Formerly known as cv (Coreutils Viewer).
How do you install it
---------------------
On deb-based systems (Debian, Ubuntu, Mint, etc.) run:
apt install progress
On Arch Linux, run:
pacman -S progress
On Fedora, run:
dnf install progress
On openSUSE, run:
zypper install progress
On macOS, with homebrew, run:
brew install progress
On macOS, with MacPorts, run:
port install progress
How do you build it from source
-------------------------------
make && make install
On FreeBSD, substitute `make` with `gmake`.

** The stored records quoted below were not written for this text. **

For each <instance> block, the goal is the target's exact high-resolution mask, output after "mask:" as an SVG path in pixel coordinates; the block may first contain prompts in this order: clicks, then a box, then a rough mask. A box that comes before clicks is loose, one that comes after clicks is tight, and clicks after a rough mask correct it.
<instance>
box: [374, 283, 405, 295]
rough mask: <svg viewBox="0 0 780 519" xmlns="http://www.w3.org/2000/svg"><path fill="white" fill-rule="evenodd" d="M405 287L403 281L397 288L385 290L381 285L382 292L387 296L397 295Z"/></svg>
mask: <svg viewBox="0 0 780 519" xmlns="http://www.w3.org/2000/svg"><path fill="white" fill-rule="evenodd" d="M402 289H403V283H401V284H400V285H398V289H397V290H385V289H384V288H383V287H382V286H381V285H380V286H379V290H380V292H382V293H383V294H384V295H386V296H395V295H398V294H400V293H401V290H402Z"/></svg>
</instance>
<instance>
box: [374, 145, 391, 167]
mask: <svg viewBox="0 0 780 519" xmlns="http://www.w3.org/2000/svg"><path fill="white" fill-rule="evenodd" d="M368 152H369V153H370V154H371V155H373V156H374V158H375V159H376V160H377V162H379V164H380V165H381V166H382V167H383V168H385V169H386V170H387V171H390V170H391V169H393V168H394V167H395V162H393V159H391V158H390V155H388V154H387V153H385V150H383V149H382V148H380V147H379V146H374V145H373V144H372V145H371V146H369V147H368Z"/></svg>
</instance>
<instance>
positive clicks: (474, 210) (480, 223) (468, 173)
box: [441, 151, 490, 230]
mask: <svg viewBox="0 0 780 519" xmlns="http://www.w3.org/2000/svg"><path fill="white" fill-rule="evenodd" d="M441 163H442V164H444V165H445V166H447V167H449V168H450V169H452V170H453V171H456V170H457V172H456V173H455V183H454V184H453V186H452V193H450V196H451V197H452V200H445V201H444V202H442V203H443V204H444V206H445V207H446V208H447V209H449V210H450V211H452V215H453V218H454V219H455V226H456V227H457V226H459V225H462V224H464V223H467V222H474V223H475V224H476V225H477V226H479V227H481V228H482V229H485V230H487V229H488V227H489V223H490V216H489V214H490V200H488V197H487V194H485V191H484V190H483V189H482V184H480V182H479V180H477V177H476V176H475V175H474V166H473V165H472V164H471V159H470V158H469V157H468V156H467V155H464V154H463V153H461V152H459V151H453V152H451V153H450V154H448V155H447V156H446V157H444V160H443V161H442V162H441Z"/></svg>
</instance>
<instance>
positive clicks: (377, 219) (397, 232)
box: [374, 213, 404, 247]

It depends on the library ncurses, you may have to install corresponding packages (maybe something like 'libncurses5-dev', 'libncursesw6' or 'ncurses-devel').
How do you run it
-----------------
Just launch the binary, `progress`.
What can I do with it
---------------------
A few examples. You can:
* monitor all current and upcoming instances of coreutils commands in
a simple window:
watch progress -q
* see how your download is progressing:
watch progress -wc firefox
* look at your web server activity:
progress -c httpd
* launch and monitor any heavy command using `$!`:
cp bigfile newfile & progress -mp $!
and much more.
How does it work
----------------
It simply scans `/proc` for interesting commands*, and then looks at
directories `fd` and `fdinfo` to find opened files and seek positions,
and reports status for the largest file.
It's very light and compatible with virtually any command.